Due to the mobility of patients, a critical piece of information that is often unavailable in tissue banks is the actual outcome – has the patient survived and if not, what was the cause of death? This critical information would allow cancer survival rates to be linked to specific genetic markers. The solution proposed by Thomas[xx] et al was to link the samples to the patient’s record on the National Cancer Registry (NCR), whilst complying with all confidentiality requirements and gaining approval from the NHS Trust Caldicott Guardian (who is responsible for protecting the confidentiality of patient data). 30% of the patients registered in both the ICHTB and the NCR were identified (anonymously) in their records, resulting in a much greater utility of their donated tissues. This interface is now live and these links will continue to refresh data between the two systems.

Integrated Rule-Based Data Management System for Genome Sequencing Data

In 2001, the Human Genome Project published a 90% complete sequence of all three billion base pairs in the human genome. The cost to sequence a genome at that time was over $95m. According to data of the US National Human Genome Research Institute that cost has now dropped to below $1.4K – a reduction by a factor of around 70,000![xxi]The next-generation sequencing (NGS) technologies developed that caused this dramatic drop in costs have revolutionised this discipline, both in the lab and in the clinic. Within the Imperial College Healthcare NHS Trust, it is now policy to sequence tumour samples from patients with certain types of cancer to aid diagnosis and treatment decisions. Similarly for research, the NIHR Imperial BRC Translational Genomics Unit has two sequencing systems, access to which is provided to researchers to support all aspects of next-generation sequencing projects. With this rise in availability has come an explosion in data generation – with up to 8TB of raw data generated per run, a robust data management methodology is essential. Michael Mueller’s[xxii] project set out to build a rule-based data management system to cater for this.
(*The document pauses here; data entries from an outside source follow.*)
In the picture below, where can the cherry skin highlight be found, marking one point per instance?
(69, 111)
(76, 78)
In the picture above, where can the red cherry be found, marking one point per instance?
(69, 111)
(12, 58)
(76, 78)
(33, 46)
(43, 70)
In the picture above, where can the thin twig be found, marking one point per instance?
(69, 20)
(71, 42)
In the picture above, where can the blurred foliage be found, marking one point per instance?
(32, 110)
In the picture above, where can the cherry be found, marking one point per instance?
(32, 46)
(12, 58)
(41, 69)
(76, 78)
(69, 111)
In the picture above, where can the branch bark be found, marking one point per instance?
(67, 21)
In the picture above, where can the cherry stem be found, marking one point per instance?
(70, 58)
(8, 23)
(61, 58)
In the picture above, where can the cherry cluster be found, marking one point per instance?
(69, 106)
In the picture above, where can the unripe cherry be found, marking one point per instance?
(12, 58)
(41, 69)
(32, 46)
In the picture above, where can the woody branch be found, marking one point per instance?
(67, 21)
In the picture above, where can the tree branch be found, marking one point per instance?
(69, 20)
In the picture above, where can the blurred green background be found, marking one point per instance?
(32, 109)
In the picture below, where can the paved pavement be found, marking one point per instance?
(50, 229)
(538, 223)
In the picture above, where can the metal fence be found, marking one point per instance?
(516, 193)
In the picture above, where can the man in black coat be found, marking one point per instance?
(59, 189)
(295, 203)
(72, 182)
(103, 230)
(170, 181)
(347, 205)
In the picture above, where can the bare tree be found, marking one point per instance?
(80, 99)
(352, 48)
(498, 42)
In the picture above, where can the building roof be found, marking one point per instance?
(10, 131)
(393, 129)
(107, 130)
They chose to implement the Integrated Rule-Oriented Data System (iRODS).[xxiii]iRODS could support Mueller’s goal of linking the DNA sequencer that produced the raw data to Imperial’s central High Performance Computing facility for automated data processing and dissemination of both raw data and analysis results. This is using its rule engine, which activates pre-defined sequences of actions that can be initiated either by events or at scheduled intervals. The planned sequence would transfer the raw data across London from Hammersmith Hospital to the HPC facility in South Kensington, translate the data to a platform-independent format, map the sequence to a reference genome, compress the data, encrypt the data, archive the read data both on tape and on an external repository and transmit the aligned read data to local users.